What was the road not taken by IBM? The product climate of IBM reminds me of a too similar circumstance in the mid-1980s when I was an IBM client in Maine. Our young Boston-educated IT staff wanted to delve into mid-range computers and packaged software. The reliable and equally skilled IBM account team hardly knew what they were talking about. The company’s management sided with IBM and the boys returned to Boston to work for DEC. Then came the wave of personal computers, a storm that IBM weathered well. Unfortunately, the company considered PCs to be hardware products and allowed the Seattle startup, Microsoft, to develop and to own the operating system software. Hell hath no fury‚Ķand IBM began the OS2 march to Moscow. That did it and nearly did in the company. IBM has never again attempted packaged or end-user software development. I guess that the accuracy of my comment depends upon how one feels about Lotus Notes and recent acquisitions.

Frozen on the wrong MIS road, IBM fell to one knee in the early 1990s. Burroughs nearly purchased IBM. Outsiders Lou Gerstner from American Express and Jerry York from Chrysler were deputized to rescue the company from itself. The marketplace cooperated thanks to the ERP period, the Y2K scare and the e-business boom (bomb). They righted the boat, were thanked and dismissed. A veteran of the money-bleeding PC division replaced Lou as CEO.

Then began the march to the past. As the Internet-based technologies replaced dozens of markets and millions of users with millions of markets and dozens of users, IBM management pined for the days of the branch office (Lou closed them all to incite employees to go see clients) and the predictable profits streams of mainframe-based computing. This strategy exploded, ignited by the Financial Crisis of 2008 (banks are by far IBM’s best customers). Apple and the iPhone took center stage. Senior executives of IBM clients traded their Blackberrys for the phones that their kids were using. Promising a steady increase in earnings per share and tacitly admitted that they could no longer compete via internal resources, IBM went on an acquisition binge. To pay for dozens and dozens of acquisitions, a companion program of maniacal cost-cutting was implemented.
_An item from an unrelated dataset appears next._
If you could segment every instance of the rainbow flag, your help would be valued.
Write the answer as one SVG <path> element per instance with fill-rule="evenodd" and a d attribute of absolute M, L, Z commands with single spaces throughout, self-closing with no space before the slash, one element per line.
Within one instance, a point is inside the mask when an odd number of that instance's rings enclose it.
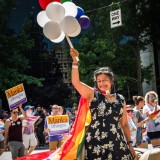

The world of Mobile, Social, Cloud and Big Data is being taken on by a machine called Watson. Ironically, the voice recognition algorithms used by Watson are licensed from Nuance, the same company that licensed Siri to Apple. Nuance got this speech recognition software from IBM (Via Voice) at fire-sale pricing from IBM Research as these Labs were pressured to earn their keep. It would be hard to make this up.

What would I do if I were CEO for a day? I’d adopt the tools that I try to sell to others. The company has no widespread and reliable customer management system; sales are managed on Excel spreadsheets; employee productivity tools are nearly the same as they were 15 years ago: Lotus Notes, Lotus Instant Messaging and a company portal. Conference calls and emails predominate the distribution of information in a cascading model. There is nearly no way to talk back or up or over. Never in 15 years of speaking with the most senior executives of IBM’s biggest clients did I ever have access to a CRM system. No one ever knew what I learned.

Meanwhile, Apple earns as much in a quarter as IBM promises to earn in its much heralded 2015 Roadmap. I’d appoint executives who talk to their employees in a modern, meaningful way. Lou was good at this; Sam didn’t try; Ginni was handed the job because Moffet went to jail. The strength of the company is its incredibly talented, and sadly underutilized, employees.

There may always be an IBM as there may always be the local utility company. Success in the urgent near term requires widespread revitalization of the company’s morale and a determined focus on competing where it matters to clients. Watson knows this.